The "Geryoneis" is a fragmentary poem, written in Ancient Greek by the lyric poet Stesichorus. Composed in the 6th century BC, it narrates an episode from the Heracles myth in which the hero steals the cattle of Geryon, a three-bodied monster with a human face.

==Preservation==

The text of the "Geryoneis" has only been handed down in fragmentary form. The majority of which comes from Papyrus Oxyrhynchus XXXII 2617, which was published in 1967. Additional fragments can be found in Book 11 of Athenaeus' Deipnosophistae. The extant parts of the poem exhibit numerous lacunae, with only fragment 19 (= 15 SLG) displaying long stretches of uninterrupted text.
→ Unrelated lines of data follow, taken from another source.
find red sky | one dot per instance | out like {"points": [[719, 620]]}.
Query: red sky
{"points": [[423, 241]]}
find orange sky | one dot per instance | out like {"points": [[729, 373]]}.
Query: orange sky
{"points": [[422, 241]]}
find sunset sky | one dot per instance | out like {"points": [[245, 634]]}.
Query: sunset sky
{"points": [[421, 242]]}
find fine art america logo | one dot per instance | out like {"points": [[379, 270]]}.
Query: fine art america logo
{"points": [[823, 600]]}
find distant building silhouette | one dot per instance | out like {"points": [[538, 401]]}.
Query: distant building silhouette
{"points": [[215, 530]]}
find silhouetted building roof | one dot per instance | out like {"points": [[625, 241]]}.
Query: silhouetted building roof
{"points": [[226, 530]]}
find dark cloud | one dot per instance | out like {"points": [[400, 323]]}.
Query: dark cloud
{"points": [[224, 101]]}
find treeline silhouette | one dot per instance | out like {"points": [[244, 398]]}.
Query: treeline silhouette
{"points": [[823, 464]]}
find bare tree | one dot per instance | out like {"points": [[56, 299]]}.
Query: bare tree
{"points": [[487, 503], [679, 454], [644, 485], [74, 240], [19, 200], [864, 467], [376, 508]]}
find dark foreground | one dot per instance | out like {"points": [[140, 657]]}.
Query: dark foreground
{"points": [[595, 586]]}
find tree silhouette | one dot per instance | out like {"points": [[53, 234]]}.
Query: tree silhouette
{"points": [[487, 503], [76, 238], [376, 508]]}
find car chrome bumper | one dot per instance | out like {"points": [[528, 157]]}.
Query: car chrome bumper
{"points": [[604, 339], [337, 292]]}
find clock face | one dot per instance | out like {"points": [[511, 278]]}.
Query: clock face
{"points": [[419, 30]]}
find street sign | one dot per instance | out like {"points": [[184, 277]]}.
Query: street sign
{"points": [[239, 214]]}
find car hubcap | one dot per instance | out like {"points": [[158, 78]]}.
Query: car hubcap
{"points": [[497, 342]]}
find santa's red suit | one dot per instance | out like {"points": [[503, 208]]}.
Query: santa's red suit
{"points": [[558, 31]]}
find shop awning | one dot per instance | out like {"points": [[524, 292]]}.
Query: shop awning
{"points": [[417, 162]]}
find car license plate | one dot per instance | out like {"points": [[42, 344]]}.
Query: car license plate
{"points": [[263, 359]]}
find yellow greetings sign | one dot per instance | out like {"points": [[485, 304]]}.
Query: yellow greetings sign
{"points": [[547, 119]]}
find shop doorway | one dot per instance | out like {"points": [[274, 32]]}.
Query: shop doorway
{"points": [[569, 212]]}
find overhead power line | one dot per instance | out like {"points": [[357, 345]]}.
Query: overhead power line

The length of the complete poem is estimated to 1300 lines.

==Synopsis==

The extant parts of the poem begin with the prelude of the fight between Heracles and Geryon. They include: a council of the gods, which resolves that Geryon is to die, the birth of his cowherd Eurytion and a depiction of his parents, trying to convince him not to face Heracles. The final moments of the conflict are preserved at length: Heracles shoots a deadly arrow into Geryon's forehead. His agony is described in detail and compared to a withering poppy.

==Reception==

Like much of Stesichorus' output, the "Geryoneis" has been noted for its use and advancement of Homeric elements. Especially the humanisation of Geryon through the mention of his parents and the poppy simile has been highlighted by critics.

In 1998, Canadian poet Anne Carson published the verse novel Autobiography of Red, a modern interpretation of Gerioneida.